This hat was a pleasure to knit. I’d had a few not-great knits preceding it. The comfort and rhythm of a well-designed pattern was very welcome. It’s a Knitty freebie: Erica Jackofsky’s Minty. I’d seen Minty pop up on various Ravelry forums for years. Recently I finally knit it. I used Plymouth Yarns Worsted Merino Superwash Solid. Great hat design with a lot of flexibility in how it can be worn.
Until I downloaded and read the pattern I was a tad put off by the I-cord side bow. But it’s actually an exceptionally good way to have this hat create its side gathers. You knit two yarn-over columns spaced equidistant in the body of the hat. Once you complete the crown, you knit a length of I-cord and thread it through the yarn overs. No welts to knit. Wearers can decide how extravagant they want the gathers to be.
The colorwork in the crown decreases is easy peasy. No longish expanses between colors mean no floats to catch. This was the first hat that my very stylish 30-something niece chose from my pick-your-hat stash. She was choosing for her two sisters as well. But this one she laid claim to immediately and wore around my house and eventually out the door.
Lately I’m trying hard to use up (basically) all the yarn I’m working with. After completing one accessory project I’ve been casting on for another in the same yarn. It’s a hoot to see the same yarn knit in different patterns. And I don’t end up with a bunch of oddments.

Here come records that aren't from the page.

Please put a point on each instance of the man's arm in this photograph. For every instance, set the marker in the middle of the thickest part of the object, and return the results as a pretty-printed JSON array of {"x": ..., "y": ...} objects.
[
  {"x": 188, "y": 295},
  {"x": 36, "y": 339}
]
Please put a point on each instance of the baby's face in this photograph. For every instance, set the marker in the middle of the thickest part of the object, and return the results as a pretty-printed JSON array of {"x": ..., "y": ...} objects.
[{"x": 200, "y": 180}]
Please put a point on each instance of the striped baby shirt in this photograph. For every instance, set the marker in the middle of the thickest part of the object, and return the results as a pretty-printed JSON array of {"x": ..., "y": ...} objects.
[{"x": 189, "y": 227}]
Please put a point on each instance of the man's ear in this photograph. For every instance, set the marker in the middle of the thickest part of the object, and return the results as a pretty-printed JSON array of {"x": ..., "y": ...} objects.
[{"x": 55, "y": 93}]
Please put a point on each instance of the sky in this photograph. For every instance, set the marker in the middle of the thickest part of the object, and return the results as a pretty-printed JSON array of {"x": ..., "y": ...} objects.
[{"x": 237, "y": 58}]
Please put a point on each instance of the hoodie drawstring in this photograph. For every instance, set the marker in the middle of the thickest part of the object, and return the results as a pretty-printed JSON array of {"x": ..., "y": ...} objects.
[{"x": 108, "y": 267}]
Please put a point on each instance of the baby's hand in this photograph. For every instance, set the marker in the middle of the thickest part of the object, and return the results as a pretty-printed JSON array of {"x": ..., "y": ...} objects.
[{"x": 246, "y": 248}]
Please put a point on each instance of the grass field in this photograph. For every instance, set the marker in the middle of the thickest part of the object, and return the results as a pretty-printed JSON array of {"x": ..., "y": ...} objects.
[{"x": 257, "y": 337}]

Next up is another pattern I’ll definitely be knitting again: Joji Locatelli’s Odd Stripes hat.
This hat is another easy knit. Two-row stripes. At one point in the round you change to reverse stockinette instead of stockinette. The effect is very pleasing. And the crown decreases retain the half /n half look. Sometimes simple things really are the best.
And if you weave the yarn tails in carefully you’ll have a completely reversible hat.

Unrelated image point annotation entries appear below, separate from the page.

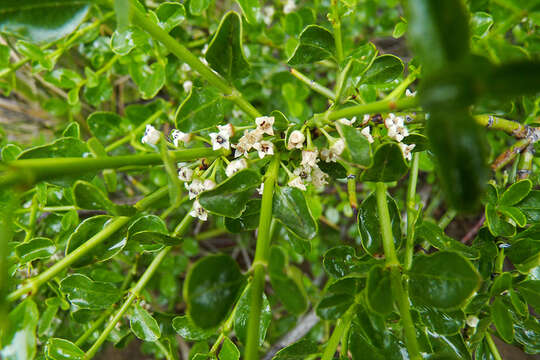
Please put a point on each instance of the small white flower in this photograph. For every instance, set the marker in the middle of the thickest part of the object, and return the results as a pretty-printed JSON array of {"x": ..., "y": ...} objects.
[
  {"x": 209, "y": 184},
  {"x": 264, "y": 148},
  {"x": 151, "y": 135},
  {"x": 185, "y": 67},
  {"x": 346, "y": 121},
  {"x": 220, "y": 140},
  {"x": 185, "y": 174},
  {"x": 337, "y": 147},
  {"x": 298, "y": 183},
  {"x": 188, "y": 85},
  {"x": 472, "y": 321},
  {"x": 268, "y": 13},
  {"x": 235, "y": 166},
  {"x": 226, "y": 130},
  {"x": 198, "y": 211},
  {"x": 366, "y": 132},
  {"x": 264, "y": 124},
  {"x": 296, "y": 140},
  {"x": 365, "y": 119},
  {"x": 195, "y": 188},
  {"x": 289, "y": 7},
  {"x": 309, "y": 158},
  {"x": 179, "y": 136},
  {"x": 406, "y": 149},
  {"x": 318, "y": 177}
]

Next up is Melanie Berg’s Rainy Day set, both hat and fingerless mitts. I knit my set in yarn that’s been in my stash since 2017. It’s Lux Adorna’s 100% cashmere sport, now discontinued. I was saving the yarn for some special knit even though I’d purchased it during a shop closing and it was marked down very substantially. I finally decided now was the time and this was the pattern.
Obviously this is another very simple pattern. I wouldn’t have bothered with it but for what Berg calls the “starburst” detail. I see it as a rosette but, whatever, that detail was too hard to resist.

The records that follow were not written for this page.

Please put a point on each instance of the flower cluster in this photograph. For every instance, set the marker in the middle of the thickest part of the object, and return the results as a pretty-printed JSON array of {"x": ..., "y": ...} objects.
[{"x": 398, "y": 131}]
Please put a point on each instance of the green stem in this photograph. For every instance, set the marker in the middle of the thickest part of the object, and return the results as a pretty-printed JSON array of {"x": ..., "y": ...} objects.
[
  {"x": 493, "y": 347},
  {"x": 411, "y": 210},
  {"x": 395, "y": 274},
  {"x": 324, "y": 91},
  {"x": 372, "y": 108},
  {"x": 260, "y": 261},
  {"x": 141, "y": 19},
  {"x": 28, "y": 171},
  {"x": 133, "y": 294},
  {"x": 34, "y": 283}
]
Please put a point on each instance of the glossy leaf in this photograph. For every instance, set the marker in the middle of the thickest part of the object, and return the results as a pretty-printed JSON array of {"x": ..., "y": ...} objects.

Here’s the starburst close up.
Here’s another look at the hat.
With its whirlwind crown.
Berg’s pattern is completely sweet. I’ve knit the mitts once before (see the second half of the post). It’s definitely a pattern worth a repeat knit. If I knit the mitts or the hat again I wouldn’t use such a limp version of cashmere. Even after a thorough soak the hat just doesn’t seem to have the oomph I’d expect.
I gave the same yarn another go in Classic Ribbed Hat, a Purl Soho freebie.
The one-by-one rib helped the yarn deliver a tad more body. A tad. I might have overdone it on the slouch though.
My plan was to knit a deep folded cuff to help keep ears cozy warm. Word to the wise (I wasn’t), figure out where that fold will end up before you knit wide stripes. Or maybe just follow the Purl Soho pattern for stripe placement and all will be well. My version sort of works even as a cuffed ribbed hat though. But if the brim is going to look right it will take more precision than most wearers will want to bother with.
Again, well-behaved crown decreases. All my fashionista fellow-knitter niece needed to hear was “cashmere” and she was “all in” on these hats. They show off her magenta-streaked dark hair quite nicely.
Same yarn. Different knits. Great fun.